Never in the history of ever has a promptly finished ticket been something for a CEO to brag about, but here we are.
I guess since more down-to-earth stories like “chatgpclaudemini found the best value for money such and such for me” really aren’t happening, trying to impress people who think coding is magic is as good a fallback as any.
It’s a good day to read this announcement and then field a question by a pal why their Spotify playlist plays in reverse
Soulseek rules.
@mirrorwitch @BlueMonday1984 all of the above. Re point 1, see also the recent HBR article https://hbr.org/2026/02/ai-doesnt-reduce-work-it-intensifies-it
fuck this tweet and fuck yud
Even if you’ve never heard of him before and know nothing else about him… this short tweet alone tells so much about what kind of person he is.
in follow-up posts he talks about how he’s broadly in favour of job automation, but has doubts our current government would be able to do that without fucking everyone over, he specified that “if it were a 1950’s government and congress I’d be more hopeful”
…so instead of proposing a solution like “protest against this” or “vote people in power who actually are responsible” he jumps to “your daughter should give up her career and become a sex worker for AI company shareholders”
with the Epstein shitstorm still raging, I would not be saying a damn thing about young women being sex workers for rich and powerful dudes
The idea that a government from the actual McCarthy Era would be adept at handling an organized labor response to massive upheaval in the job market is… what’s the superlative of “lolz”?

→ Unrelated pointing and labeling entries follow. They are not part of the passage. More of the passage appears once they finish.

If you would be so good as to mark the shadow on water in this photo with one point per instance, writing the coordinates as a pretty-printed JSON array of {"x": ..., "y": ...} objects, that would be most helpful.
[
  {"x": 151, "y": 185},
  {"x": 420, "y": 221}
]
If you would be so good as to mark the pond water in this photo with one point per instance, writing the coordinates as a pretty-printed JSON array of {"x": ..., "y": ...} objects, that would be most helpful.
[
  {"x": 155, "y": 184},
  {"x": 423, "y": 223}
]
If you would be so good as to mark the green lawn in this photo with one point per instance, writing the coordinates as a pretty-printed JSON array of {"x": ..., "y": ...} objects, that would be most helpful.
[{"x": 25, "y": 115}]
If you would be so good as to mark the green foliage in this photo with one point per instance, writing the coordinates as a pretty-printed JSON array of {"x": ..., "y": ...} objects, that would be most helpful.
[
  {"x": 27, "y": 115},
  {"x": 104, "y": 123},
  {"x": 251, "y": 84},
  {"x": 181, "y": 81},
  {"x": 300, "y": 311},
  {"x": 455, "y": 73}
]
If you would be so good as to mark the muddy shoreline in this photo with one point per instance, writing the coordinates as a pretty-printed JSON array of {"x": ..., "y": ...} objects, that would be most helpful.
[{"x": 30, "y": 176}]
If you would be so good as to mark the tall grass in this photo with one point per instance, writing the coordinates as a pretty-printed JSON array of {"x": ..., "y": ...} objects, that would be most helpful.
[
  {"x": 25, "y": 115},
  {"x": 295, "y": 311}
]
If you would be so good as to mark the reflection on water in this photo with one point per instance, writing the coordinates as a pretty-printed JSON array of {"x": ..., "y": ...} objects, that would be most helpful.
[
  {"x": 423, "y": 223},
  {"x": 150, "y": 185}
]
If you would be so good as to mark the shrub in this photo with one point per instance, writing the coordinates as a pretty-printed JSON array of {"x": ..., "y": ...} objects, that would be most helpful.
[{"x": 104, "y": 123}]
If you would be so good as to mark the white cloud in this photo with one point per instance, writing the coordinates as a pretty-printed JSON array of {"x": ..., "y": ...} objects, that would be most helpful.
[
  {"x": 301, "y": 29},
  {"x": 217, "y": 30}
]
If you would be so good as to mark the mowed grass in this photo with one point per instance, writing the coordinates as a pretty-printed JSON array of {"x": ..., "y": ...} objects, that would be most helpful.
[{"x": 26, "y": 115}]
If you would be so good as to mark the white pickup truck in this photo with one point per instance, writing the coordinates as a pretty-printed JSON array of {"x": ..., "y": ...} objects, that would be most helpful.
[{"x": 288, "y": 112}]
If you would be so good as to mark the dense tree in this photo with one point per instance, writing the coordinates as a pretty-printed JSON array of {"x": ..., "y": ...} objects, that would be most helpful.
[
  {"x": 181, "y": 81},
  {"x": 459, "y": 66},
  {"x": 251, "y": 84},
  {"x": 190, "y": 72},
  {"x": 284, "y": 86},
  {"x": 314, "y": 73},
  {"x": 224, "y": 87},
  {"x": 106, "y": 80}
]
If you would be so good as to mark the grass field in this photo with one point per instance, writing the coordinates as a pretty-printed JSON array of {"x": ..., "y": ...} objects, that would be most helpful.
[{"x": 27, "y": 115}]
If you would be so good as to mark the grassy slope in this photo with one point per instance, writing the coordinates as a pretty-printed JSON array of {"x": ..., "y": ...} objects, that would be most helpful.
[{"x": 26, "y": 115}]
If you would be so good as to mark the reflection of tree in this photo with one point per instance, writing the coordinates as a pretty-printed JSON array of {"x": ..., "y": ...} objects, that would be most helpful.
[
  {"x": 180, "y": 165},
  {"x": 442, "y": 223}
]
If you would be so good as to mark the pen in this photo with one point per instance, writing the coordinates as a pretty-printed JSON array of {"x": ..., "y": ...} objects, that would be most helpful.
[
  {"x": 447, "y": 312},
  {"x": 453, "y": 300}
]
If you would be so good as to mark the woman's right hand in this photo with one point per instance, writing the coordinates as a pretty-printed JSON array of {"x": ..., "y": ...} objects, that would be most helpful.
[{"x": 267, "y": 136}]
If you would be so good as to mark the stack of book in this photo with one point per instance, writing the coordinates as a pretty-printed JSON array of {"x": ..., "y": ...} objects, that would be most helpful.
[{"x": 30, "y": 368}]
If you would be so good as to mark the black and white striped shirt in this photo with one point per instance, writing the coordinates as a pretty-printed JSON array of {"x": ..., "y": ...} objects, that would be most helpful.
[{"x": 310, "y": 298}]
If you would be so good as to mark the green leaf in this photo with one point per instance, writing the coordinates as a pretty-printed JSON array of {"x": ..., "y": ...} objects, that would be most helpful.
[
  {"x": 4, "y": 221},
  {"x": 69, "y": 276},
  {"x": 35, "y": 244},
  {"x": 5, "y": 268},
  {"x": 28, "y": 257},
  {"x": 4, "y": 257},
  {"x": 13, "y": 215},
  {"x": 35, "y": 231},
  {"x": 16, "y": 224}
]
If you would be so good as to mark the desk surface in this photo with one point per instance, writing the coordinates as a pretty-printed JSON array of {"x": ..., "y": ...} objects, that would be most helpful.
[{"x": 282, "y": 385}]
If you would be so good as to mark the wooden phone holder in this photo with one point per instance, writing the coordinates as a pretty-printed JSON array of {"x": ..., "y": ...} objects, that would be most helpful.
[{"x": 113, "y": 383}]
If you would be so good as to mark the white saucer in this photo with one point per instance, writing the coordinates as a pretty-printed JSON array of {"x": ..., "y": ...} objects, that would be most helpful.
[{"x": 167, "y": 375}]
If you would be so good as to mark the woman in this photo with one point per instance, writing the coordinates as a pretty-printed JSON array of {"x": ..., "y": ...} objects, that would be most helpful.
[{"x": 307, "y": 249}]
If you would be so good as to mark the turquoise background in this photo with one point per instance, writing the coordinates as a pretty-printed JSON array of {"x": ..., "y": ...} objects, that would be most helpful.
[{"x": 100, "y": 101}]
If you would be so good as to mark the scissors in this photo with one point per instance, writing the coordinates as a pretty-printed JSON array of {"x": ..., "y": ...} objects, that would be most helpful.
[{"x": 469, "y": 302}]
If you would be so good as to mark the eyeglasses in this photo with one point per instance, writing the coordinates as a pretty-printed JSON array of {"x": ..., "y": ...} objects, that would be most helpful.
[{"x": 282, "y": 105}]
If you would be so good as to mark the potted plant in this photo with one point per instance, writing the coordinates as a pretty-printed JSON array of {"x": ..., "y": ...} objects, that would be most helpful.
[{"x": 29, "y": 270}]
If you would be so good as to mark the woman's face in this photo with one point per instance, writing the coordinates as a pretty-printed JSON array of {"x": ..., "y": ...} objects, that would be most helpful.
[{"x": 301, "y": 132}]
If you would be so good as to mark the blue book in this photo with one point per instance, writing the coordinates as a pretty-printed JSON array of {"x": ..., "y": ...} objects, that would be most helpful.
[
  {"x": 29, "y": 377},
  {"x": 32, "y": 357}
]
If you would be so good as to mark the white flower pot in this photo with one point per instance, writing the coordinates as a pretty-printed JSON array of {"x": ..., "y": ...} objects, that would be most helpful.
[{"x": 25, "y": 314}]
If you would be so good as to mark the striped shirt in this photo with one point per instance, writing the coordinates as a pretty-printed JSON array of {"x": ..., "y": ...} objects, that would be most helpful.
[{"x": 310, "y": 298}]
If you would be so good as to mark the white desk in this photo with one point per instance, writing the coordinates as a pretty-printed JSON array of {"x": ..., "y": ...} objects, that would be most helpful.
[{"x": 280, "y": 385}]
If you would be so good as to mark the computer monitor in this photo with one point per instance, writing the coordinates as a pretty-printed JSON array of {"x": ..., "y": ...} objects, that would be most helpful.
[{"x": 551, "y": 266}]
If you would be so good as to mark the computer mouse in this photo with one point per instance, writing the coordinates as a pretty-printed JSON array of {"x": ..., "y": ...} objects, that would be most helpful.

Groan, you don’t need to finish high school to learn about false dichotomy.
Interesting first job your mind goes to there Yud. Might spend a little bit less time around people who regularly use the word goon but who never talk about the mob.
Is this really Big Yud’s account ? Different nick than previous screenshots.
It’s his alt for people who want more yud spam, hence “all the yud.” From his twitter bio:
This is my serious low-volume account. Follow @allTheYud for the rest.
The other one is meant to be serious? And low volume??